According to a news release, the agency is receiving an increase number of reports of adults posing as young girls coercing boys through social media to produce sexual images and videos, and then extorting money from the victims.
The FBI states that “sextortion begins when an adult contacts a minor over any online platform used to meet and communicate, such as a game, app, or social media account. In a scheme that has recently become more prevalent, the predator (posing as a young girl) uses deception and manipulation to convince a young male, usually 14 to 17 years old, to engage in explicit activity over video, which is then secretly recorded by the predator.” Authorities say that the predator then reveals that they made recordings and attempts to extort the victim for money in order to prevent the footage from being posted online.
The FBI warns that sextortion is a crime, and the coercion of a child by an adult to produce what is considered Child Sexual Abuse Material (CSAM) carries strong penalties, which can include up to life sentences for the offender.
“The most effective way to disrupt these criminals is through awareness, education, and having important discussions with your children about their online safety,” said Acting Special Agent in Charge W. Mike Herrington “Frightening young victims through social media and using the anonymity of the Internet to hide will never be tolerated by the FBI. Parents, please talk to your children about the dangers of the Internet and social media and make it clear to them that they are not to blame if they fall victim to a predator. The FBI, along with our law enforcement partners are dedicated to ensuring children are protected from online predators.”
The FBI provided the below tips for parents and caregivers:
Tips to protect you and your children online:
- Be selective about what you share online, especially your personal information and passwords.
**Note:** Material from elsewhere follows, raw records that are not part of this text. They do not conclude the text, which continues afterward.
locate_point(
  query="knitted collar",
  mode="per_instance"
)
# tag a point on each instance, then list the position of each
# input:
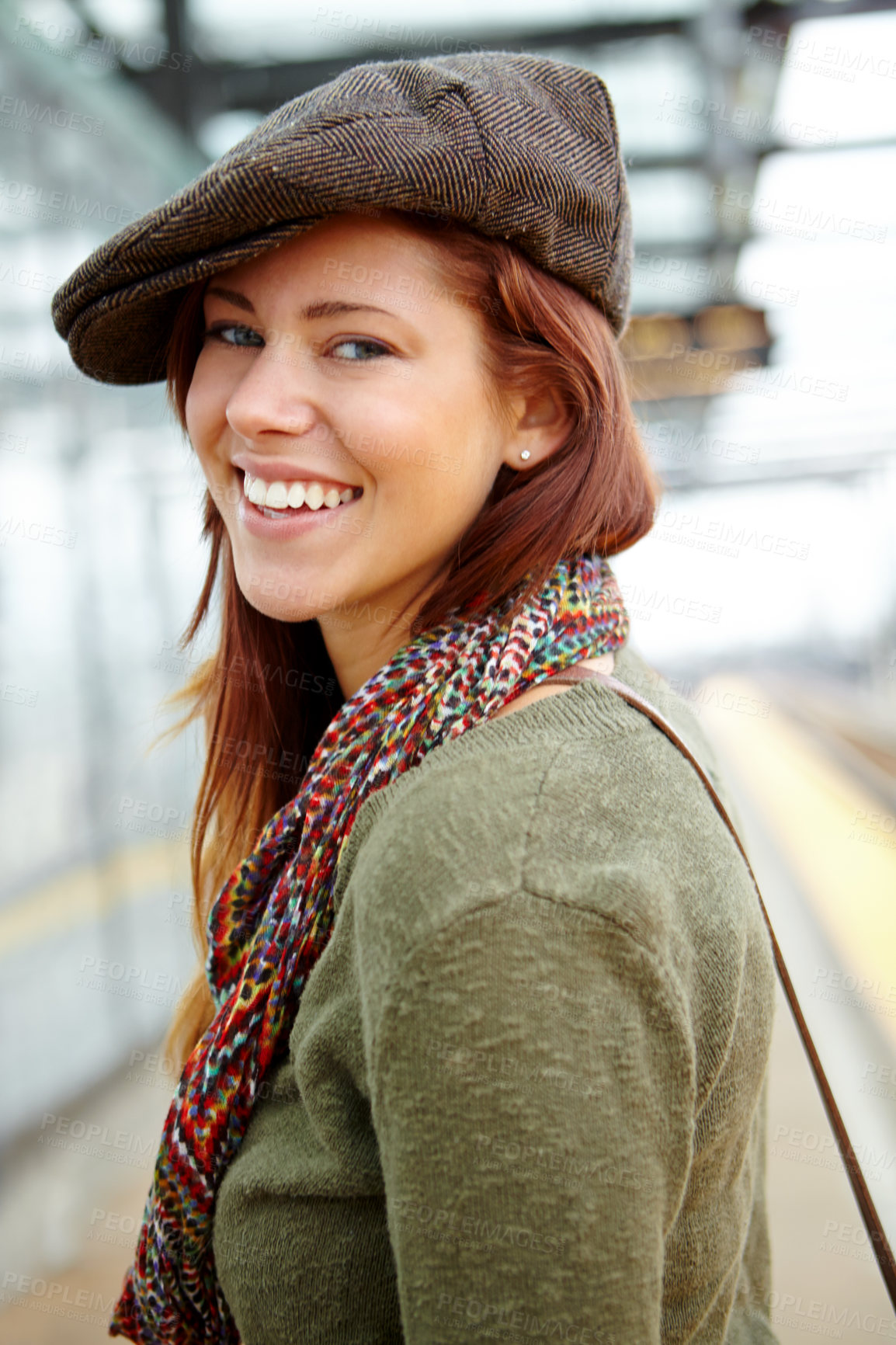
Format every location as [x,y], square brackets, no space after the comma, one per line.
[273,918]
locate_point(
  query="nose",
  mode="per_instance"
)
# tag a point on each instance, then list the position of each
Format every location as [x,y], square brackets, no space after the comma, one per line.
[273,397]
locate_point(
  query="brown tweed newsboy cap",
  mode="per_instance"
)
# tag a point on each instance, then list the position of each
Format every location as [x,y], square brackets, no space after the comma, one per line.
[514,145]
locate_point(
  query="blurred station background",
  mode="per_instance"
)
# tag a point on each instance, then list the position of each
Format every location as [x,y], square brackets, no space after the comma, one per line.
[760,147]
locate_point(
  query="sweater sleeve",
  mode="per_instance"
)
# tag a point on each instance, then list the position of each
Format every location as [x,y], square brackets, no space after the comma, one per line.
[533,1093]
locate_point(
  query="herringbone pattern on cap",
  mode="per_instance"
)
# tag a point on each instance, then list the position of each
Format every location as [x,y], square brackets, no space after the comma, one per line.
[516,145]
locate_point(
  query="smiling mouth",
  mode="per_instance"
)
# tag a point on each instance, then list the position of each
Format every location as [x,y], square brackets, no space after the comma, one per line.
[280,499]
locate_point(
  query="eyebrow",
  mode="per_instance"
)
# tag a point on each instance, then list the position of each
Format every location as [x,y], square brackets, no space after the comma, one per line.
[321,308]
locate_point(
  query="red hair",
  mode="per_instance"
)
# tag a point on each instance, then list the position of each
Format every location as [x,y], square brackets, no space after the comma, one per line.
[596,494]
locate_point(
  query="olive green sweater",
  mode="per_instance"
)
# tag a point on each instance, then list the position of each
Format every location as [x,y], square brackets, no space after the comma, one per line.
[523,1095]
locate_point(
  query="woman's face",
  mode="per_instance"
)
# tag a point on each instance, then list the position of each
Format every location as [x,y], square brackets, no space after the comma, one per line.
[341,360]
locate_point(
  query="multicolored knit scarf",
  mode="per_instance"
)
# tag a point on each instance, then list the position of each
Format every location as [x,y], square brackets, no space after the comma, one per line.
[272,920]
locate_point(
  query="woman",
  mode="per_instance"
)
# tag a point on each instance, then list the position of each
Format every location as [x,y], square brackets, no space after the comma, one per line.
[488,1013]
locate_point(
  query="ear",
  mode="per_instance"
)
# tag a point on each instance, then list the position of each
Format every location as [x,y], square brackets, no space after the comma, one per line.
[540,424]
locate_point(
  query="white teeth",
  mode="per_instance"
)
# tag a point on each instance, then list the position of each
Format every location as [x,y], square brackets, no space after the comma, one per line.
[276,496]
[280,495]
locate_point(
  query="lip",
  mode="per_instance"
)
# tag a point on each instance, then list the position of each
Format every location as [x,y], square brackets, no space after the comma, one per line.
[293,522]
[286,470]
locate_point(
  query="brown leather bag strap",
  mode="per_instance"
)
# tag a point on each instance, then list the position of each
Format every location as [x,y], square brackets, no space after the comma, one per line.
[860,1188]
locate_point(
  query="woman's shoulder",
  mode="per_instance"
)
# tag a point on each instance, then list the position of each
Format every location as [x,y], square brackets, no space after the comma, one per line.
[578,802]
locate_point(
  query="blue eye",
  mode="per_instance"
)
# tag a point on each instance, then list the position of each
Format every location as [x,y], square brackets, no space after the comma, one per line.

If your social media accounts are open to everyone, a predator may be able to figure out a lot of information about you or your children.
- Be wary of anyone you encounter for the first time online. Block or ignore messages from strangers.
- Be aware that people can pretend to be anything or anyone online. Videos and photos are not proof that a person is who they claim to be.
- Be suspicious if you meet someone on a game or app and they ask you to start talking to them on a different platform.
- Encourage your children to report suspicious behavior to a trusted adult.
If you believe you or someone you know is the victim of sextortion:
- Contact your local FBI field office (contact information can be found at www.fbi.gov), the FBI’s Internet Crime Complaint Center (IC3) at www.ic3.gov, or the National Center for Missing and Exploited Children (1-800-the-lost or Cybertipline.org).
- Do not delete anything before law enforcement is able to review it.
- Tell law enforcement everything about the encounters you had online; it may be embarrassing, but it is necessary to find the offender.